Common Kiwi insects are really great, writes Lindy Laird
Wētā live nowhere else in the world. These amazing insects — there are five main species — can hiss, bite, wave their spiky legs and leap up to three metres. One species has curved tusks for combat, most have ears on their knees, and a giant wēta can weigh more than a sparrow.
They are omnivorous – they eat vegetation and small invertebrates, competing for the grub with introduced species like mice and rats.
Tree wētā are the most common, living in native bush and backyard gardens throughout most of the country. The female's ovipositor for laying egg looks like a large stinger, adding to her scary looks.
One giant wētā genus name is Deinacrida, which means demon or terrible locust. Māori called them wētā punga – the 'god of ugly things'.
Wētā belong to the group of insects that includes crickets, locusts and grasshoppers, but wētā have been around for 190 million years – longer than tuatara.
Despite their bad rap, centipedes and millipedes can be good buggers in the garden.
Millipedes have two pairs of legs from each body segment, while centipedes have only one pair per segment. The body of centipedes is also fairly flat and the millipede's more rounded.

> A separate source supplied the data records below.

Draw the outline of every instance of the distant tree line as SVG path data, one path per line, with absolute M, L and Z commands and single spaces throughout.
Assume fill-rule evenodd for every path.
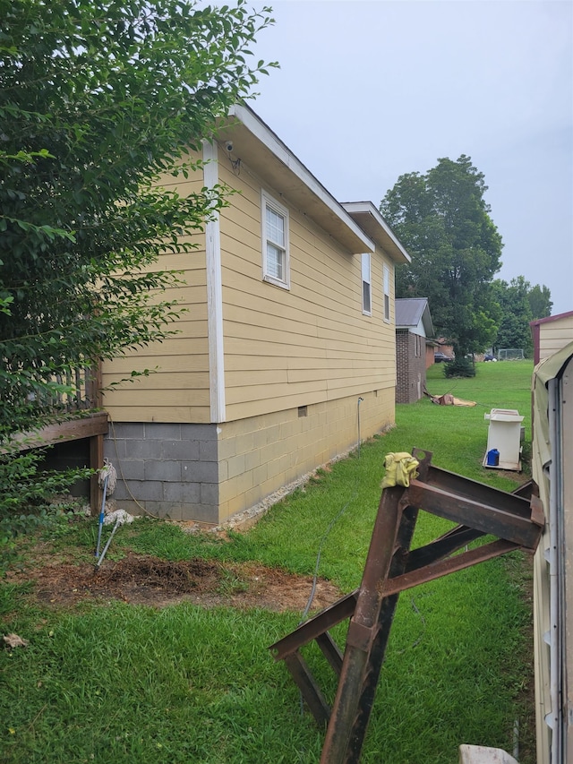
M 427 297 L 437 336 L 457 358 L 490 347 L 531 353 L 529 322 L 551 315 L 551 292 L 523 276 L 494 279 L 503 244 L 483 173 L 462 155 L 400 176 L 381 211 L 412 262 L 397 267 L 397 297 Z

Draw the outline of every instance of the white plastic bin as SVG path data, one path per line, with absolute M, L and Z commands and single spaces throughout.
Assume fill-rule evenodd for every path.
M 492 408 L 484 415 L 484 418 L 490 420 L 490 427 L 483 467 L 521 471 L 521 423 L 524 417 L 515 408 Z M 500 452 L 499 461 L 488 464 L 487 455 L 494 449 Z

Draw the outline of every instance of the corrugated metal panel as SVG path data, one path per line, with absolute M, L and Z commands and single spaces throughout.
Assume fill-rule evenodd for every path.
M 533 381 L 533 476 L 547 519 L 535 564 L 538 764 L 573 753 L 572 377 L 573 343 L 539 364 Z

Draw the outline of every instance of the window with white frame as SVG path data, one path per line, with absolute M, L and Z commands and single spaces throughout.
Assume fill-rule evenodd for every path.
M 362 312 L 366 315 L 372 314 L 372 279 L 371 279 L 370 253 L 362 256 Z
M 261 210 L 263 280 L 288 289 L 288 210 L 263 191 Z
M 384 266 L 384 321 L 390 320 L 390 269 Z

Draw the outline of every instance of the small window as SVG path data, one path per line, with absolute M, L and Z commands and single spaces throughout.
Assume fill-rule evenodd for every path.
M 290 287 L 288 271 L 288 210 L 265 192 L 262 210 L 262 278 L 285 289 Z
M 362 312 L 366 315 L 372 314 L 370 266 L 370 253 L 367 252 L 362 256 Z
M 384 266 L 384 321 L 390 320 L 390 270 Z

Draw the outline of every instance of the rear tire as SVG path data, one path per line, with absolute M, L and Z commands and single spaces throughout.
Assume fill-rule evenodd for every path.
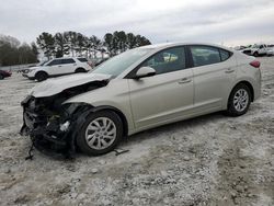
M 259 57 L 259 53 L 258 52 L 254 53 L 254 57 Z
M 123 123 L 112 111 L 91 113 L 81 126 L 77 146 L 89 156 L 112 151 L 123 137 Z
M 229 95 L 227 114 L 229 116 L 240 116 L 248 112 L 251 103 L 251 92 L 248 85 L 239 83 Z
M 37 81 L 44 81 L 48 78 L 48 75 L 44 71 L 38 71 L 36 75 L 35 75 L 35 79 L 37 79 Z

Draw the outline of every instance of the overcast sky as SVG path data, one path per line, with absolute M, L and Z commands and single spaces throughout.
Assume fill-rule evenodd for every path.
M 274 43 L 274 0 L 0 0 L 0 34 L 21 42 L 42 32 L 103 37 L 116 30 L 152 43 Z

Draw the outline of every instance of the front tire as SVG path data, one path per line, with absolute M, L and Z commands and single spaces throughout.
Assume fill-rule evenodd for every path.
M 112 111 L 92 113 L 83 123 L 77 137 L 77 146 L 89 156 L 112 151 L 123 137 L 123 123 Z
M 48 78 L 48 75 L 44 71 L 38 71 L 36 75 L 35 75 L 35 79 L 37 79 L 37 81 L 44 81 Z
M 239 83 L 229 95 L 227 114 L 240 116 L 248 112 L 251 103 L 251 92 L 244 83 Z

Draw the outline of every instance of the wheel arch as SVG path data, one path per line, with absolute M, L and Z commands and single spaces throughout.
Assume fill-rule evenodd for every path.
M 116 113 L 122 123 L 123 123 L 123 135 L 124 137 L 126 137 L 128 135 L 128 122 L 127 122 L 127 118 L 126 116 L 124 115 L 124 113 L 122 111 L 119 111 L 118 108 L 114 107 L 114 106 L 109 106 L 109 105 L 105 105 L 105 106 L 96 106 L 96 107 L 93 107 L 91 110 L 91 112 L 99 112 L 99 111 L 112 111 L 114 113 Z
M 229 98 L 230 98 L 230 95 L 231 95 L 233 89 L 235 89 L 237 85 L 241 84 L 241 83 L 246 84 L 246 85 L 249 88 L 249 90 L 250 90 L 250 92 L 251 92 L 251 102 L 253 102 L 253 101 L 254 101 L 254 88 L 253 88 L 253 85 L 252 85 L 249 81 L 247 81 L 247 80 L 241 80 L 241 81 L 237 82 L 237 83 L 232 87 L 232 90 L 231 90 L 230 93 L 229 93 L 228 100 L 229 100 Z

Millipedes feed mostly on decaying plant material, although sometimes take a fancy to young seedlings, eating the leaves, stems and roots. Centipedes are carnivorous and feed on insects and spiders.
New Zealand's longest insect species is a dwarf compared with stick insects found in some other countries. Australia has around 150 species, the longest reaching 25cm.
Even that giant is small compared with two species from the Malay peninsula, which have been measured at around 35cm long. Some stick insects grow as thick as a finger and a species found on New Guinea is popularly called the policeman's truncheon.
While stick insects are so fascinating it's hard to believe they're real, insects with names like fluffy nymphs, stink bugs and passionvine hoppers could be descriptions from a fantastical Roald Dahl book.
Instead they're just the pesky insects we either put up with, use biological warfare against, or resort to spraying poison with all the collateral damage that also entails. The good news is, many poisons are organic, natural plant or mineral based products.
WINDSCREEN WIPE OUT
A widely used, unscientific experiment to gauge insect numbers in a world increasingly hostile to them is called the windshield test.
Apparently baby boomers are the best judges of this anecdotal non-science. The boomers remember bug splattered windshields - as well as wēta crawling onto them every time they went into the wilder parts of the garden. Do kids see wēta often these days?
But back to the splatter test, in which several scientists have conducted their own tests with windshields, car grilles and headlights, and most reported few squashed bugs.
Researchers are quick to point out that such exercises are not scientific experiments at all. And car enthusiasts just as quickly point out today's vehicles also are more aerodynamic, so bugs are more likely to slip past them.
Due to increasing global demand for protein, insects may become a staple in humans' diet.
Already a traditional food in many Asian countries, whole-roasted crickets and the like are gaining traction as a protein-rich snack in the western world where haute cuisine restaurants experiment with all kinds of insect based dishes.
International researchers say there's still "an overwhelming lack of knowledge" concerning the ecological sustainability of the emerging, multimillion-dollar insects-as-food industry. It could yet lead to some imbalance in the food chain or ecology.
Putting crickets, cicadas, grasshoppers and their ilk on the home menu is unlikely to become a popular or effective way to deal with a garden or pasture insect in already protein-rich Northland.